Rice? I never know what I’m making for supper until about an hour before.

But a hot presoak worked pretty well to get things started, and it only took about 15 minutes (because I was impatient). The whole thing still took about an hour–well, maybe less in the strict sense, I wasn’t paying attention the whole time and basically let it sit until I was ready. But most of that time was for absorption with the power off. This didn’t take more than about 8-10 minutes total microwave time, including 4 minutes heating some plain water to boiling for the presoak. Leaves a grand total of maybe 5 minutes actual nuke time for the rice–not half bad, to tell you the truth. Just do it the first time when you happen to have the time rather than when you’re rushed.
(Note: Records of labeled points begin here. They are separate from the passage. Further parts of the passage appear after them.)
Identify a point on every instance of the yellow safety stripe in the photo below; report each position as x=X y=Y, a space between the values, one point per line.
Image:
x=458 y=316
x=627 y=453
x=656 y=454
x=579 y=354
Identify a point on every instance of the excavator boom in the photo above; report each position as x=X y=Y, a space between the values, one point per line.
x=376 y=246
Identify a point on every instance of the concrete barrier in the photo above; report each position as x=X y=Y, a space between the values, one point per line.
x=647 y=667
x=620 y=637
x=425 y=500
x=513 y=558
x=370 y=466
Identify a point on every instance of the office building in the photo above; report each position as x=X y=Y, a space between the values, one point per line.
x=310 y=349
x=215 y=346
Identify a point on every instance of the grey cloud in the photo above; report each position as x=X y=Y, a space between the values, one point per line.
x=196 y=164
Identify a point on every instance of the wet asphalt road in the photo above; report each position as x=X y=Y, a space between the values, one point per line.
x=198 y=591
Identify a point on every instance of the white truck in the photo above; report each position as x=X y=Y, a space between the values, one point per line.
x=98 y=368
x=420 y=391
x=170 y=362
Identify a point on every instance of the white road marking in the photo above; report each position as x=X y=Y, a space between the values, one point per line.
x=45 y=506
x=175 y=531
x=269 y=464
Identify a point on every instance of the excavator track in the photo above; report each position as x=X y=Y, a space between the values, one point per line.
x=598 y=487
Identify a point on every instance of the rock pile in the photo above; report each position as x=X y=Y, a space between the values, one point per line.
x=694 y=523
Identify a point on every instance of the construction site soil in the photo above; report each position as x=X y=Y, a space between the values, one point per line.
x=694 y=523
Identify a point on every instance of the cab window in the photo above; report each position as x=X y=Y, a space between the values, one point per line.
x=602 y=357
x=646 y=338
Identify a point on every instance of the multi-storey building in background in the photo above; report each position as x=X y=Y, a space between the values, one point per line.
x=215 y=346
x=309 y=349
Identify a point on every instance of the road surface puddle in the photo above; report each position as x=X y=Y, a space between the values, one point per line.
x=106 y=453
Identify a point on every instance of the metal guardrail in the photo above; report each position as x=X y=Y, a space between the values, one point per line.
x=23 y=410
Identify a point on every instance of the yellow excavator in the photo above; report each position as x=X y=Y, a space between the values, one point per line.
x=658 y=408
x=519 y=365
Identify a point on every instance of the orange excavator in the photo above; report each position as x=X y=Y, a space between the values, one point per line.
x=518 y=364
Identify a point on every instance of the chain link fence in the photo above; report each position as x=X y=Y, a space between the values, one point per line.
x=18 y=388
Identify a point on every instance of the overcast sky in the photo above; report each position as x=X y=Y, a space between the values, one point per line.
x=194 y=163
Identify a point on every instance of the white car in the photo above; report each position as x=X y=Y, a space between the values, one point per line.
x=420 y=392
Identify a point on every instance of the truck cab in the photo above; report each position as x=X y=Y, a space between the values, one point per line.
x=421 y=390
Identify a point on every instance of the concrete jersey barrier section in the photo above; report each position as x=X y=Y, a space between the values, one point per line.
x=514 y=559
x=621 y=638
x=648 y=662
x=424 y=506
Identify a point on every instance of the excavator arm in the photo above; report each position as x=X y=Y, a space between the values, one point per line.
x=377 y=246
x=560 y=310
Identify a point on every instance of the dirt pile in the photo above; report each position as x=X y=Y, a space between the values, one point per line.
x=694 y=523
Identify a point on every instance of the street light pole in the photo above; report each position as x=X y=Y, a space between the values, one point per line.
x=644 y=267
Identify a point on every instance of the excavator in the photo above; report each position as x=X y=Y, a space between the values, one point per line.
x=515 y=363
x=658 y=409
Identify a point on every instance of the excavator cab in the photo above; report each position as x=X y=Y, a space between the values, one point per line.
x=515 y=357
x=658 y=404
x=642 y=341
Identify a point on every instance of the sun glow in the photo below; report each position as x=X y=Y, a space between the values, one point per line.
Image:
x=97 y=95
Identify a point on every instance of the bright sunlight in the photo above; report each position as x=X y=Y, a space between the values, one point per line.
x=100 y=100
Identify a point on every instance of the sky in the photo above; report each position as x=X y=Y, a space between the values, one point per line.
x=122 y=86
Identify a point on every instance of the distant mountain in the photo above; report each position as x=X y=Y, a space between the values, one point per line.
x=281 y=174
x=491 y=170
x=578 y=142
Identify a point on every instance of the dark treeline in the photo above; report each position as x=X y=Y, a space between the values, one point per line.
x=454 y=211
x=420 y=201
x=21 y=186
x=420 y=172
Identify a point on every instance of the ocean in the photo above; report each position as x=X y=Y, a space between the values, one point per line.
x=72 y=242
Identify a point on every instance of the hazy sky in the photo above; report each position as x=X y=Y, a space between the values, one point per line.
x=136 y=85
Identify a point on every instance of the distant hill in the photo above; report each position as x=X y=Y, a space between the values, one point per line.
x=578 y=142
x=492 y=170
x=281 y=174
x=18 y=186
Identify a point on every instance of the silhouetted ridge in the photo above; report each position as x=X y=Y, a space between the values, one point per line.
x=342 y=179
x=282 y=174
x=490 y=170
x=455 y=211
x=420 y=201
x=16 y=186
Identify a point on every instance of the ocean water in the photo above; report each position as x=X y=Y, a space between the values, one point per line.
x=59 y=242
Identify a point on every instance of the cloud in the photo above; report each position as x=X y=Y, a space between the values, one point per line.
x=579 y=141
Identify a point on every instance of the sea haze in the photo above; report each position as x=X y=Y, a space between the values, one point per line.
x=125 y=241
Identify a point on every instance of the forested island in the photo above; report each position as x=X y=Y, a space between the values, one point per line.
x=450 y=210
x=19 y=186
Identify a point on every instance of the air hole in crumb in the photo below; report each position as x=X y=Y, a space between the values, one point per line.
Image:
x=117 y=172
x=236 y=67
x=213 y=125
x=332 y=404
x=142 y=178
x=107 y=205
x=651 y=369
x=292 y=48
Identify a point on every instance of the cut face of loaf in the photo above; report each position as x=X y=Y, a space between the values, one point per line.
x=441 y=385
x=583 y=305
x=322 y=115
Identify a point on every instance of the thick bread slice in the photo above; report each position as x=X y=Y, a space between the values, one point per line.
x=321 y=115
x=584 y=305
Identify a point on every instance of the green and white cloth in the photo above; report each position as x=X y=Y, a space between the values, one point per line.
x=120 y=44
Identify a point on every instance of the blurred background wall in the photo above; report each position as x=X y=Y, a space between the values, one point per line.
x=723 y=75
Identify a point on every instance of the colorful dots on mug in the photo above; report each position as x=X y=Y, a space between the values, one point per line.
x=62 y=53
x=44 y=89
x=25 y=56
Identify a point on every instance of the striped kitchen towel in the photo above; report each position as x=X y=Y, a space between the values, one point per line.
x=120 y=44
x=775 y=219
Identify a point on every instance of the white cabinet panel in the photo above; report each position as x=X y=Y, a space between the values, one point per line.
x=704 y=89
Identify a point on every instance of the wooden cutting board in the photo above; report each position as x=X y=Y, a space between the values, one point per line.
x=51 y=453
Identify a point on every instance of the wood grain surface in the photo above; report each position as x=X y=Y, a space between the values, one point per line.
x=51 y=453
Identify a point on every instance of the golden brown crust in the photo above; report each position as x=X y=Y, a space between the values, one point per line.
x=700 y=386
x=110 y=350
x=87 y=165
If you’re single or only have a small family, a batch will last you more than one day–just store it tightly covered in the fridge and reheat by drizzling a little water on and microwaving 1-2 minutes with a lid.

So to all former (parents) or next-gen (grown post-uni children) or would-be hippies, vegans, natural yogurt-eaters, etc., it might not be faster minute-for-minute but you can now have your brown rice AND your green environment too. Nina Shen Rastogi said so. Just unplug the microwave when you’re not using it.

Brown Rice in the Microwave

  • 1 c. long-grain (or other) brown rice
  • 2-2.5 c water, or enough to cover rice with about 1 inch of water

Heat the water to near-boiling, about 4 min. on HIGH in a smallish (2.5-3 c. capacity) pyrex bowl with a microwaveable lid. Meanwhile rinse the rice. Scoop it into the hot water and cover it. Let it sit in the closed microwave 15-20 min. to start soaking up. Microwave 3-4 min. on HIGH and let absorb another 15-20 min. or so–the rice should be swollen to within about 1/4 inch of the water surface. Microwave another minute or so covered and let sit another 10-15 minutes to steam. Taste test–it should be tender, chewy, and fully cooked without being mushy. If it’s fully cooked but there’s still a swamp of liquid, drain it off, stir the rice gently and microwave covered 1 more minute to steam and even out the rice a bit.